S(H)IBBOLETH: The new tortoise
Have
you ever had the opportunity to listen to little children, especially
those who live with their parents in the cities, perform folktales? If
you have, then you could not have missed their wonderful innovations in
the retelling of the tales: the reinvention of the characters, the
contemporaneous nature of the plot, the modernity of the entire
rhetoric. I watched my children perform tortoise tales recently and was
thrilled to find that the tortoise in their tales was no longer the
tortoise I used to know.
The tortoise of my
children’s tales wears jeans and a baseball cap, eats hamburgers at Mr.
Biggs, drives a Hummer Jeep, flies airplanes, and plays hip-hop! New
tortoise is a hi-tech crawler that also flies! Old tortoise once tried
to fly and borrowed feathers from birds to actualise that dream. But
greed overtook him in the skies when he attended a party in the company
of birds. Having adopted the name “Unu niile” (All of You), he wanted
to consume alone everything that was presented at the party, with the
argument that the hosts said the things were for “Unu niile.” The birds
in anger took back their feathers and tortoise had to make a risky fall
back to the earth, ending up with a shattered shell. It took the ant
and the snail that, again, were cheated by tortoise in the payment of
fees, to bring the broken pieces of the shell back together.
New hi-tech
Tortoise, on the contrary, has learned to fly without borrowed wings
and feathers. He needs new myths to act a present-future.
The tortoise in
the folktales I learned in my village would find this new tortoise made
and animated in the city too ambitious. The tortoise of my old cultural
imagination had to walk awkwardly in his shell, made of fragments
pieced together, following from the myth of the Great Fall of Tortoise
from the sky, that explains the form of the trickster’s shell.
However, one still
cannot help admiring the sense of temporal appropriateness in the
children’s performance. They obviously find the temporal and spatial
settings of my own version so very distant. They cannot reconcile the
idea of a tortoise with a shell going to marry a beautiful lady – the
king’s daughter! Why, he has to be truly human to be able to do that!
And he has to be awfully rich too! The tortoise of the moment has to be
well read, has to be computer-literate, and has to have access to the
Internet. He has to be a 419er! OK, let’s say he’s occasionally on the
run when the police go after him, sometimes making it to Dubai,
sometimes to Switzerland, but we hope he has a trick up his sleeves,
otherwise he has messed up the story! The new theory of child-performed
folktales requires that storytellers make and tell their own stories.

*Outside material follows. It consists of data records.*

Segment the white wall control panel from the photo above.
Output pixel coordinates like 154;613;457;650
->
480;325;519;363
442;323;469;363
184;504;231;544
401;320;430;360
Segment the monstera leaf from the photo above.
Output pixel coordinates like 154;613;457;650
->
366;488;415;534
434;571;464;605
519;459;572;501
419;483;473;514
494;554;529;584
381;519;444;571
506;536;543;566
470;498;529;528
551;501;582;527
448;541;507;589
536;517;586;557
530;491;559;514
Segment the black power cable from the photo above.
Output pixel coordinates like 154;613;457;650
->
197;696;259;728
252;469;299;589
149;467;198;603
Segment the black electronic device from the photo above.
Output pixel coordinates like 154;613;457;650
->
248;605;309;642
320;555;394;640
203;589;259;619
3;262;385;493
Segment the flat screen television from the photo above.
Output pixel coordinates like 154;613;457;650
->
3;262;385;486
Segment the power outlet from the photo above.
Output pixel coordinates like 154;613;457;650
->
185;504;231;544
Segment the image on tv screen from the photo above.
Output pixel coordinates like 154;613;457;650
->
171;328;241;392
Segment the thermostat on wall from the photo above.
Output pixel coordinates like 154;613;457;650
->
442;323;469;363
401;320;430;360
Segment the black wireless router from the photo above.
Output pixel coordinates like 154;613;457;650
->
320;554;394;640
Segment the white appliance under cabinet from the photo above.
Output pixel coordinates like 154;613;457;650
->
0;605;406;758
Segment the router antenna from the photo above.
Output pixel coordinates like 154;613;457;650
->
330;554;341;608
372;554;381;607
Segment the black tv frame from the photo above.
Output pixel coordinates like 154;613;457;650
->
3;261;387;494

Don’t tell someone else’s stories. If you do that, you are not a good
storyteller but a “kopi-kata” (from “copycat”). Also, it is wrong in
this tradition to condemn or correct another person’s story. The story
is theirs, not yours. An owner of a story is the owner of the story. As
in Second Life creations and computer games, storytellers have the
freedom to create the type of characters they want and give such
characters the behaviour and values they prefer. So, Tortoise in the
New Theory of child performance becomes more unstable as a signifier,
more unpredictable (except maybe in the trait of being a trickster),
and adaptable to changing circumstances.
These children
demonstrate great courage in altering what they have received from
culture. They don’t want to be passive transmitters of cultural
scripts. No, they choose to rewrite culture, to place it in the present.
In the tradition of
the Old Performance in which I had my own training the teller of a
tortoise tale had to mimic animal talk to create a realistic picture of
the inner setting of the story. Tortoise had to speak Igbo as if he had
a piece of kola nut in his mouth. He had to talk animal, act animal, be
animal in the real sense. The grist of the performance was a
literalisation of the animal character, even if the animal had been
personified. This literalization also extended to the assumption that
such animal characters belonged only to the inaccessible past of the
Igbo culture, not to the present, and also not to the culture of other
ethnic or racial communities. Thus the question of the old tortoise
being presented as speaking English was considered unrealistic.
Tortoise, in the tradition of the New Performance, has learned not just
English, but also the big boy slang of the city. New tortoise is a
happening guy.
Today’s tortoise
could be a politician, a pastor, an Area Boy, a police officer, a
professor, even a journalist. Children as performers are doing things
with tortoise and other animals in our animal farm. Indeed, old things
have become new in the life of child oral performer.